Area of regular polygons A regular polygon is a polygon that is equiangular and equilateral. The area of a regular polygon is given by \(\frac{1}{4}na^2\cot\frac{π}{n}\), where \(a\) is the length of one side and \(n≥3\) is the number of sides.
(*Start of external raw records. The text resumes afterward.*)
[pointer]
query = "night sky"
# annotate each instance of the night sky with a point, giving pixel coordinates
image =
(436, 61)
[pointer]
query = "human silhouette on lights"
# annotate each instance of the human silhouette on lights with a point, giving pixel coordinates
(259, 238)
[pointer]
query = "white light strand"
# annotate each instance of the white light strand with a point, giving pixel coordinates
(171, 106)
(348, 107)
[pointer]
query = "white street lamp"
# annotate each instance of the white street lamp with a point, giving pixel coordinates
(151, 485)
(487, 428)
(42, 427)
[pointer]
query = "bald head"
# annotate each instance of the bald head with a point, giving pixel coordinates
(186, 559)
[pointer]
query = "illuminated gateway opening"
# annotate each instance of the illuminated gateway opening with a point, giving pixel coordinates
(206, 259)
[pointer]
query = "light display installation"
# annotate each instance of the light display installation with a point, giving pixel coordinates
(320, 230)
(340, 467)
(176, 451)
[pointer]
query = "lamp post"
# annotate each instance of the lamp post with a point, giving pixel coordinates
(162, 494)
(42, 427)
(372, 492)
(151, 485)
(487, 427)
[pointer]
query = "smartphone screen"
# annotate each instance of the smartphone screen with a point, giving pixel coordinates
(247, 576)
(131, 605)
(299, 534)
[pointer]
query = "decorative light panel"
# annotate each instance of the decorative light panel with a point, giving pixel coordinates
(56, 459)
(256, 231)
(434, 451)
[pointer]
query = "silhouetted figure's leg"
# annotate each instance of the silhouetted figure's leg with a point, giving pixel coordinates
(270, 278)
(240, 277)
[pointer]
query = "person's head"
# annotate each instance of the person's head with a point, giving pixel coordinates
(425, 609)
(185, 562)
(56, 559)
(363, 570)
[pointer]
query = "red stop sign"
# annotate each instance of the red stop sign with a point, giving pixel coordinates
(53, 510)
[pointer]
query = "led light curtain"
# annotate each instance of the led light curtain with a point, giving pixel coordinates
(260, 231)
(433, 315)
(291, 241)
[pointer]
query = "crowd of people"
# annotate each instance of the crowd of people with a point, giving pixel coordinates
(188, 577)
For a regular polygon of \(n\) sides, each angle is \(θ=\frac{360°}{n}=\frac{2π}{n}\).
Examples
(1) If \(n\) = 3, each angle is 60° and the area is \(\frac{3}{4}a^2\cot\frac{π}{3}=\frac{\sqrt{3}}{4}a^2\) for
\(\cot\frac{π}{3}=\frac{\sqrt{3}}{3}\).
(2) If \(n\) = 4, each angle is 90° and the area is \(\frac{4}{4}a^2\cot\frac{π}{4}=a^2\)
because \(\cot\frac{π}{4}=1\).
(3) If \(n\) = 5, each angle is 36° and the area is \(\frac{5}{4}a^2\cot\frac{π}{5}=\frac{\sqrt{25
+10\sqrt{5}}}{4}a^2\) because \(\cot\frac{π}{5}=\frac{\sqrt{25+10\sqrt{5}}}{5}\).
Check cot(pi/3) || cot(pi/4) || cot(pi/5) ||.
(4) The area of a hexagon of side 1 is \(\frac{6}{4}1^2\cot\frac{π}{6}=\frac{3\sqrt{3}}{2}\) by 6/4*cot(pi/6) ||.
(5) The area of an heptagon of side 3 is \(\frac{7}{4}3^2\cot\frac{π}{7}=\)\(\frac{63}{4}\cot\frac{π}{7}\) ||.
(6) The area of an octagon of side 2 is \(\frac{8}{4}2^2\cot\frac{π}{8}=8(1+\sqrt{2})\) by 8*cot(pi/8) ||.
Area of general polygons The formula based on Green's theorem for computing the area of a polygon on the coordinate plane with given vertices \((x_1,x_2),(x_2,y_2),\cdots,(x_n,y_n)\) is \(\frac{1}{2}\displaystyle\sum_{i=1}^n(x_iy_{i+1}-x_{i+1}y_i)\).
Examples
(1) The area of the triangle with three vertices (0, 0), (5, 0), (4, 7) is 17.5 by the formula
0.5[0(0)-0(5) + 5(7)-0(4) + 0(7)-0(4)]. Check the graph pln;pg=[(0,0),(5,0),(4,7)] ||.
(2) The area of a quadrilateral with
vertices (-5,-4), (2,-6), (2, 6), (-2, 4) is 0.5[38 + 24 + 20 - 28] = 27. Check pln;pg=[(-5,-4),(2,-6),(2,6),(-2,4)] ||.